BossyGardenerBabbles

What NOT to do with Petunias!!!!!

Posted in Gardening in Grand Junction, hanging baskets, petunias, Uncategorized by Judith Curtis-Mardon on July 22, 2010

This is a photograph of a hanging basket of petunias—there are LOTS of these pitiful looking

Call the Petunia Police!

 petunias hanging around in town this year—and I consider this evidence of a crime against petunias. WHERE are the Petunia Police?

I actually offered to cut these blooms back for the owner, so that the plant could regenerate and renew itself, but I was turned down—really! Yes, that was indignation you heard in my tone.

The reason? “There’s still some color on it!” Uh huh. Please—those few remaining blooms are the last gasp of a nearly exhausted annual, and you’re prolonging the agony. And, you’re wasting your plant dollars, because you’re getting the least from the petunias, instead of the most.

The most annoying thing about this is that later, this same person is going to complain that she just can’t seem to keep petunias pretty—that they always disappoint her. Well, she’s disappointing the petunia.

Generalization: Once an annual has bloomed, if it isn’t pinched or cut back, it will think that its job is over and it will begin to send energy to the seeds instead of to the blooms. They can’t help it—that’s what they do. So you, the gardener, can either accept that, and get one burst of bloom from your annuals, OR, you can trick the annual into thinking it’s still time to bloom, so that it will keep blooming. The “trick” is removing the blooms, AND THE SEEDS, after the first bloom begins to fade.

This is not absolutely true about all annuals, but it is very much true of petunias. If you don’t pinch off both the bloom and the little green cap at the base of the bloom, you get scraggly looking plants like the petunia in the basket.

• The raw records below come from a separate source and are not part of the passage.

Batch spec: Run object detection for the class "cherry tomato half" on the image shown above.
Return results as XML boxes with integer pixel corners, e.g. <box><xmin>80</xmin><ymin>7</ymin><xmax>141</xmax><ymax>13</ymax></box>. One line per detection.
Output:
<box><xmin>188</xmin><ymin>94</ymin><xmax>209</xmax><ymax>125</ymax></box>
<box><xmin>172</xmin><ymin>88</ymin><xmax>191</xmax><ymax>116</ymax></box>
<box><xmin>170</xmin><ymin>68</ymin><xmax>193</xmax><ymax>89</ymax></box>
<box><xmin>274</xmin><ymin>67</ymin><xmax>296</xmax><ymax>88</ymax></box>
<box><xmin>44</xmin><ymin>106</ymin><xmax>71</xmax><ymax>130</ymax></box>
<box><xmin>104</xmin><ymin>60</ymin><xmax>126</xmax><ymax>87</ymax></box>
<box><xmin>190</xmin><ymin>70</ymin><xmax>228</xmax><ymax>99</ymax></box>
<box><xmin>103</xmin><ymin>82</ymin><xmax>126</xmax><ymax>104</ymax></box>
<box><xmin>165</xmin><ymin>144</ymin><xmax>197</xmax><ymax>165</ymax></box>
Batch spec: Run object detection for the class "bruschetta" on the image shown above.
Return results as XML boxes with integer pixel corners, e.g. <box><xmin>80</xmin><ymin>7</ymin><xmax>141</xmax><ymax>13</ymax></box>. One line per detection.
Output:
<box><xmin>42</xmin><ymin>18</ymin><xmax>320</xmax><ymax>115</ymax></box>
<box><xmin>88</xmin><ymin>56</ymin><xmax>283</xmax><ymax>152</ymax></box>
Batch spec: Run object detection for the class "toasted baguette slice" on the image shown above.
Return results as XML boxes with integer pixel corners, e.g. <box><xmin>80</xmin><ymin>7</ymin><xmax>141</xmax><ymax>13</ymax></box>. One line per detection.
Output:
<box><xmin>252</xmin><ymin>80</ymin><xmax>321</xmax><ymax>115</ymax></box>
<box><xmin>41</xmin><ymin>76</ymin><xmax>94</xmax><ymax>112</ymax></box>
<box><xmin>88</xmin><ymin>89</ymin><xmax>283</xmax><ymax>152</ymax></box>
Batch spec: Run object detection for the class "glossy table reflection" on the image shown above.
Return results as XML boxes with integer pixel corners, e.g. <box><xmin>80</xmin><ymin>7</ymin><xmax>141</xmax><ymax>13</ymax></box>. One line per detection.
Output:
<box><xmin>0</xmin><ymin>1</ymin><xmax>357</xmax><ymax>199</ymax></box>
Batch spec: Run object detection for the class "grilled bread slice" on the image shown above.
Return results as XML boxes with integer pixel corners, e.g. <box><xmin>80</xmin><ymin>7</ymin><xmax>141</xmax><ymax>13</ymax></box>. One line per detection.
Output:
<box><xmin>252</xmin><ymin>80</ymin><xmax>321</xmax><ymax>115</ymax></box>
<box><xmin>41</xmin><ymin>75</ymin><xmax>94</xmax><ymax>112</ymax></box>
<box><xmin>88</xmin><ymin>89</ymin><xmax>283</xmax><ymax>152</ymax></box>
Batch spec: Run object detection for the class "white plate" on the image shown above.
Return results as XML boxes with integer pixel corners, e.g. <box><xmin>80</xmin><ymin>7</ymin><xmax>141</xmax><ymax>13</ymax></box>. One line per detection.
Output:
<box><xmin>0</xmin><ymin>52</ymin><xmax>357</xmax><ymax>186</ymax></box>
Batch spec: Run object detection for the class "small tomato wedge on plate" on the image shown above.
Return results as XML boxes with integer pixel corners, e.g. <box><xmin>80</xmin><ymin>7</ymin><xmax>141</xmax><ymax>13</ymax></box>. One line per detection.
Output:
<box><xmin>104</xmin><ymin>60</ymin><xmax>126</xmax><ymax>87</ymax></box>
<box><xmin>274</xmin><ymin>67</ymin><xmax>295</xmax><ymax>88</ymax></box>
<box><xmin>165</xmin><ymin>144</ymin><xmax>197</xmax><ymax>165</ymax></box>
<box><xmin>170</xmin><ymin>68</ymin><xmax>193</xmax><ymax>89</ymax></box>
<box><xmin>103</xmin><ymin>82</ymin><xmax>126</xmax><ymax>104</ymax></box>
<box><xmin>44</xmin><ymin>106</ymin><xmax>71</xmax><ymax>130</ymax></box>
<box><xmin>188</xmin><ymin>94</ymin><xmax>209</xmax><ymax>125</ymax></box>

In this photo you can see a few last-minute, top-of-the-stem blooms—further down the stems, you can see dried blooms that are still hanging on, and you can see all the empty seed caps that remain after the blooms fall off. Every one of those faded bloom locations has now received the message that bloom-time is over, so they’re busy setting seed and getting ready to die. This ia a real waste of petunia-power.

If, as the plant bloomed, the fading blooms had been removed as they faded (it only takes a couple of minutes a day, and it can be very Zen!), this plant would look full, healthy, and the blooms would occur all over the plant, instead of at the ends of used up stems. This plant is just sad.

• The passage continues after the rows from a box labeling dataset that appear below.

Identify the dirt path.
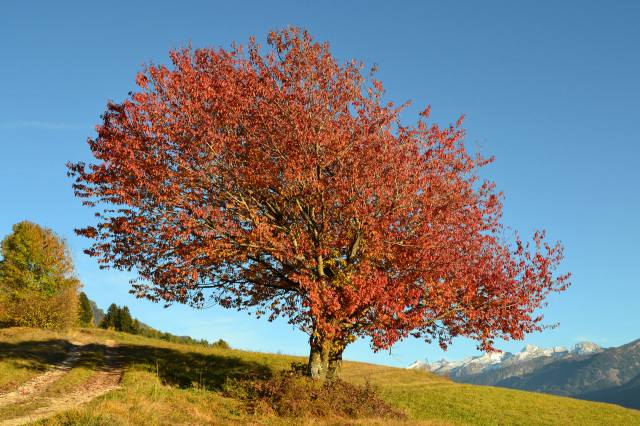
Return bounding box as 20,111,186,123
0,340,124,426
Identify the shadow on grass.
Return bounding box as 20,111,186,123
0,339,273,390
120,344,273,390
0,339,71,371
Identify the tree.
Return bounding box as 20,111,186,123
98,303,140,334
78,292,93,327
0,221,82,329
68,28,568,379
98,303,120,330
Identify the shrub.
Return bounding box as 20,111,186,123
223,363,405,419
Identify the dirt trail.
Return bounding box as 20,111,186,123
0,340,124,426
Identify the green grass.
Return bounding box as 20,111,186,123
0,327,71,393
0,330,640,425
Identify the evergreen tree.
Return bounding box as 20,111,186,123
78,292,93,327
99,303,120,329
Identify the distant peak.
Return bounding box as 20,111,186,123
569,342,604,355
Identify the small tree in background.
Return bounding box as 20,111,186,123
69,28,568,379
0,221,82,329
78,292,93,327
98,303,120,330
99,303,140,334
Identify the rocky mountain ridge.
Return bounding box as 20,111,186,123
407,342,604,378
407,339,640,409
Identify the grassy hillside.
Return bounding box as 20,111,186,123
0,328,640,425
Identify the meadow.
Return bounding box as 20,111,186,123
0,328,640,425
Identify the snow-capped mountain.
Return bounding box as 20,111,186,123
406,342,604,376
407,339,640,410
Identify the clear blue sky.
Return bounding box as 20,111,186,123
0,1,640,366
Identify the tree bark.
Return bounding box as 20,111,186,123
327,344,344,380
307,341,331,382
307,340,344,382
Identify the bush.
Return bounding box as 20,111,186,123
2,287,78,330
223,365,405,419
0,221,82,329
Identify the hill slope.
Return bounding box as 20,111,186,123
410,340,640,410
0,329,640,424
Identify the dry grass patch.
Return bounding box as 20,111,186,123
0,327,71,393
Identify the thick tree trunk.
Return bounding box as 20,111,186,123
307,342,331,382
327,344,344,380
307,340,344,381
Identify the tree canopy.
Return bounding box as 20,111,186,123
0,221,81,328
69,28,568,378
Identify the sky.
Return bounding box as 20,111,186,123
0,1,640,367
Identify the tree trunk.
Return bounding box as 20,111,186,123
307,340,344,382
307,341,331,382
327,344,344,380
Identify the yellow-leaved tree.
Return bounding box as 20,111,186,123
0,221,82,329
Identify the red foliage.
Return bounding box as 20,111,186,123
69,29,569,356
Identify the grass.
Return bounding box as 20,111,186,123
0,327,71,393
0,330,640,425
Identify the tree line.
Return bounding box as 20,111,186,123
0,221,229,348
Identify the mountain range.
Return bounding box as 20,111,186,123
407,339,640,409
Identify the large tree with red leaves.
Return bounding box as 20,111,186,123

If the plant were cut back hard at this point, it might be able to perform at least one more bloom, but it will take longer than the owner will want to wait, so it probably won’t get done. Instead, it will hang there until it produces its very last, pitiful bloom, and then it will look awful until it’s discarded. It will be discarded, with disgust, because it just didn’t do what the owner wanted—it didn’t bloom over and over again.

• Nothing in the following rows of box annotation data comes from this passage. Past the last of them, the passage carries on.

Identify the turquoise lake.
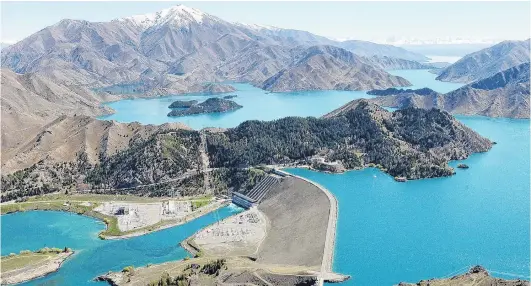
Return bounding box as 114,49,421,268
100,70,462,129
2,70,530,286
2,205,242,285
287,117,530,286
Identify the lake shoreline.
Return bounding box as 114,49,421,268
0,198,229,240
2,251,75,285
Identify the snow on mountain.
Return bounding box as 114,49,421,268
113,5,215,29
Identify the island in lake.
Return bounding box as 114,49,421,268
168,97,243,116
0,247,74,285
168,100,198,108
398,265,529,286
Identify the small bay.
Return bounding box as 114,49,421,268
2,205,241,285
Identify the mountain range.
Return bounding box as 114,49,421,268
2,5,427,93
437,39,530,83
369,62,530,118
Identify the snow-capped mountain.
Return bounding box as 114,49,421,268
112,5,221,29
2,5,430,89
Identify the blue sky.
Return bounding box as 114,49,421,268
1,1,530,42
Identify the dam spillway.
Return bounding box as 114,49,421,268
232,174,282,209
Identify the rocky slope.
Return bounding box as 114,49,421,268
261,46,411,92
398,266,529,286
2,100,492,200
168,97,243,116
1,69,192,173
207,100,491,179
168,100,198,108
371,63,530,118
437,40,529,83
2,5,423,92
337,40,429,62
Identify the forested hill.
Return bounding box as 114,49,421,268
2,100,492,200
208,100,491,179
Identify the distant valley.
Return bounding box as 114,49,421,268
369,62,530,118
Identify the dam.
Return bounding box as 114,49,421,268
232,170,286,209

Well-groomed petunias will bloom pretty steadily from spring through to frost. That’s true of nearly all well-groomed annuals. If you don’t want to do the grooming, then you’re simply making the term “annual” more literal than is necessary.

Poorly groomed petunias are ugly—they don’t die pretty. They don’t just shrivel up and disappear politely—they look post-nuclear when they languish.

If any of your petunias look like this right now, it’s time for emergency intervention. Cut them all the way back to the green leaves at the base. Water them, and keep them moist, but not wet. Don’t feed them with anything stronger than root stimulator—a week later you can begin feeding them weekly with a water-soluble plant food. Keep them watered, and fed, and pray to the Petunia Gods to forgive you for your sins. Promise to do better, keep the promise, and the petunias will reward you with season-long beauty.